Within this dataset, we see significantly more sales for books located at the back when comparing to the front and middle locations.
ANOVA Assumptions (Scenario 2)
# Test normality across groups
tapply(books2$sales, books2$location, FUN = shapiro.test)
# Check the homogeneity of variance
bartlett.test(sales ~ location, data = books2)
Bartlett test p-value is also very large.
Perform One-way ANOVA again
# Perform one-way ANOVA
(anova_results2 <- oneway.test(sales ~ location, data = books2, var.equal = TRUE))anova_results2$p.value < 0.05 #If true, means are different. reject null hypothesis and alternative hypothesis is true. if false, mean sales are identical in all shelf positions.
INTERPRETATION OF ONE-WAY ANOVA RESULT:
The p-value is very small 0.003426 so we reject the null hypothesis and conclude that sales are significantly different across shelf positions.
Forecast (when we have significantly different means)
The predicted mean for each group equals the group mean.

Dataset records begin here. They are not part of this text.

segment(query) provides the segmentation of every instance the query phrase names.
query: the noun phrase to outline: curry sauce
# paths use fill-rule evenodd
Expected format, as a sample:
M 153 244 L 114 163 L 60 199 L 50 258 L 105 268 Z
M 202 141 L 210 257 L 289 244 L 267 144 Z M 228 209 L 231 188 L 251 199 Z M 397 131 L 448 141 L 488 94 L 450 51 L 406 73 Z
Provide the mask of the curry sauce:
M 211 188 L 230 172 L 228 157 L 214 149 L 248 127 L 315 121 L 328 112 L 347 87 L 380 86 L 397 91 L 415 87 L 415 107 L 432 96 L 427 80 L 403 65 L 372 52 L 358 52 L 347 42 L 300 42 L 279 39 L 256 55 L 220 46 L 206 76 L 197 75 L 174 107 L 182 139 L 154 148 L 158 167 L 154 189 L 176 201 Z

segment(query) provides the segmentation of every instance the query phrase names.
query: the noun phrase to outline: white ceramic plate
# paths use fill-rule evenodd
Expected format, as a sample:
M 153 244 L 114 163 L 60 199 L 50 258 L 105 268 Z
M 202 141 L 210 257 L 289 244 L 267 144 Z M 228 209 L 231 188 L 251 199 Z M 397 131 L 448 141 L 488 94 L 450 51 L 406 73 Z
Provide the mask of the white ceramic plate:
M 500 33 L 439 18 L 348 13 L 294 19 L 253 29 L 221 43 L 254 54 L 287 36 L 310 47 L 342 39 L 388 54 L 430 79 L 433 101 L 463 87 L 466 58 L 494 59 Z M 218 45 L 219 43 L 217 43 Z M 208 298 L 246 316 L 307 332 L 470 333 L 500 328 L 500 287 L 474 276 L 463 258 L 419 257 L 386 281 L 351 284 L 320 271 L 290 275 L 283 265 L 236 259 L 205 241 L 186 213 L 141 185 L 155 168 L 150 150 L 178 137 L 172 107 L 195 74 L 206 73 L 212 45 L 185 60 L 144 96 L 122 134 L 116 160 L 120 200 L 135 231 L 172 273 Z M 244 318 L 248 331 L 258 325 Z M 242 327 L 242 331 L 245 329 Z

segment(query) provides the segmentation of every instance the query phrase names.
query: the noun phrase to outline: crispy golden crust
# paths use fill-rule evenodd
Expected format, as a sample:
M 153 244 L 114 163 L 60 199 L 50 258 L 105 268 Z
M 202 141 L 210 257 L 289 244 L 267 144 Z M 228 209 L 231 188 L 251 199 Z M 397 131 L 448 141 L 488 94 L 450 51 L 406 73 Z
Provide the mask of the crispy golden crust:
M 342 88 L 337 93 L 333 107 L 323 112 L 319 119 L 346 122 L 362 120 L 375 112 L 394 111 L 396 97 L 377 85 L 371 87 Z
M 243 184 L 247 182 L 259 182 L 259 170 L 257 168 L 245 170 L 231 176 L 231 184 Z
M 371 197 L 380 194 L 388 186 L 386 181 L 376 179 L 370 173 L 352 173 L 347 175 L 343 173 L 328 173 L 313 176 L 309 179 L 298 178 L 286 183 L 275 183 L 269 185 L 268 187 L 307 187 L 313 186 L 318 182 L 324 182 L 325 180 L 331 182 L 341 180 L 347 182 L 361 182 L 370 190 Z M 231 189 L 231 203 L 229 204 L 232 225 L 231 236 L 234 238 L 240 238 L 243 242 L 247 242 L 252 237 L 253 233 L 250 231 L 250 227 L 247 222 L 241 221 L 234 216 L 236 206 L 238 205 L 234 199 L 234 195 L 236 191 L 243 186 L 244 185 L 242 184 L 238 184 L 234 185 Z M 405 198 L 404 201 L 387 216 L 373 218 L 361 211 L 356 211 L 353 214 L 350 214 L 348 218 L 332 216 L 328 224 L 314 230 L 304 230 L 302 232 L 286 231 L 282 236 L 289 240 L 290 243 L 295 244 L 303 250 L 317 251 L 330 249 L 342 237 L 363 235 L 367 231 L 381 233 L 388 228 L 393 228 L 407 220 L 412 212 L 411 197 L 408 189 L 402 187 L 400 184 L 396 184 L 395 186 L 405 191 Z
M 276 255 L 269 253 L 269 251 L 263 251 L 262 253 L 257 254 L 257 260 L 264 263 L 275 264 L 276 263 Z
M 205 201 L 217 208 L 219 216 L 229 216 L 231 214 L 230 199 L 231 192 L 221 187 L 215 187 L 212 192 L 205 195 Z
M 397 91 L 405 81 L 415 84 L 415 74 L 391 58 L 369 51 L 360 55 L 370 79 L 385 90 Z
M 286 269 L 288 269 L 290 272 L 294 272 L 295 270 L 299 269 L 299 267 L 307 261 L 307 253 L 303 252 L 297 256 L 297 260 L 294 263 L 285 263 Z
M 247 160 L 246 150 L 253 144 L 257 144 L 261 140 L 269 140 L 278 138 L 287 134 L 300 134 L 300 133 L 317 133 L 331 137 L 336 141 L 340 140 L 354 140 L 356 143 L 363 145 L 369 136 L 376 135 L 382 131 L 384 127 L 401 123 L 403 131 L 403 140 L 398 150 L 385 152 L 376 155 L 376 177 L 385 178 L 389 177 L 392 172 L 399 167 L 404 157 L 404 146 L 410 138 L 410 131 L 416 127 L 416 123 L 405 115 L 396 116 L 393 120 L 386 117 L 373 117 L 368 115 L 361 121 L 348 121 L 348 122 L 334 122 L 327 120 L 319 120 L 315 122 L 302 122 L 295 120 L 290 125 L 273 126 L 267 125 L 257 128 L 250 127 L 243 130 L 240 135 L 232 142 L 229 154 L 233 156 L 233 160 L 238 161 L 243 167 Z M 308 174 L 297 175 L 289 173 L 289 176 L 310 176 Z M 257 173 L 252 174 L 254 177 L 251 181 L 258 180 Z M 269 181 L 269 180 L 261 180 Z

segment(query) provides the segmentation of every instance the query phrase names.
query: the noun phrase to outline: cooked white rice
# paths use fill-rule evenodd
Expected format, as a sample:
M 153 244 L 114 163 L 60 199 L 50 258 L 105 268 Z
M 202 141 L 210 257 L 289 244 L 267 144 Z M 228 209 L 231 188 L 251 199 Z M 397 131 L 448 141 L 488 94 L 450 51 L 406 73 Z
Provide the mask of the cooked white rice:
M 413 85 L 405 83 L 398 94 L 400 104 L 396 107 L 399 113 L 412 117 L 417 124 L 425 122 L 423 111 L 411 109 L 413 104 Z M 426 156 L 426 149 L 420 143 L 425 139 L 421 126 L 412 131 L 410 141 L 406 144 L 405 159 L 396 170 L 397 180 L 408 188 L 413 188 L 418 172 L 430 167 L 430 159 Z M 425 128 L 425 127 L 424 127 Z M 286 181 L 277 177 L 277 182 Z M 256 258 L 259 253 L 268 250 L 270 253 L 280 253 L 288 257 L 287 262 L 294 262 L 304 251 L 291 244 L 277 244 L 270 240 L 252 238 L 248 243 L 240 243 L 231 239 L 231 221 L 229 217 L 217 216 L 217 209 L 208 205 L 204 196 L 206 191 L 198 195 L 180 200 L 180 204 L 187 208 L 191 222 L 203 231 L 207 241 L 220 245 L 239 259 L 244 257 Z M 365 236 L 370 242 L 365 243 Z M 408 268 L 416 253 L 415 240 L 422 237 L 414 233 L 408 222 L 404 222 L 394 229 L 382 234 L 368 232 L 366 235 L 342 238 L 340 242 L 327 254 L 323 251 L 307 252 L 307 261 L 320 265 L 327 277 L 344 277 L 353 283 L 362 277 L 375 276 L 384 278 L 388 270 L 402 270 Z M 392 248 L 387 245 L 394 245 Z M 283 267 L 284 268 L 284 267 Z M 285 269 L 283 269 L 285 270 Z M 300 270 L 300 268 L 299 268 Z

We can expect sales of 900 books to be sold per week when located at the front, 1100 per week when located at the middle, and 1400 when located at the back of the book section.
Key Takeaways
When using one-way ANOVA for forecasting:
Forecast if mean of sales are not significant across groups:
The predicted mean for each group equals the overall mean.Forecast if mean of sales are significant across groups:
The predicted mean for each group equals the group mean.
References:
Winston, W. L. (2014). Marketing analytics: Data-driven techniques with Microsoft Excel. Wiley.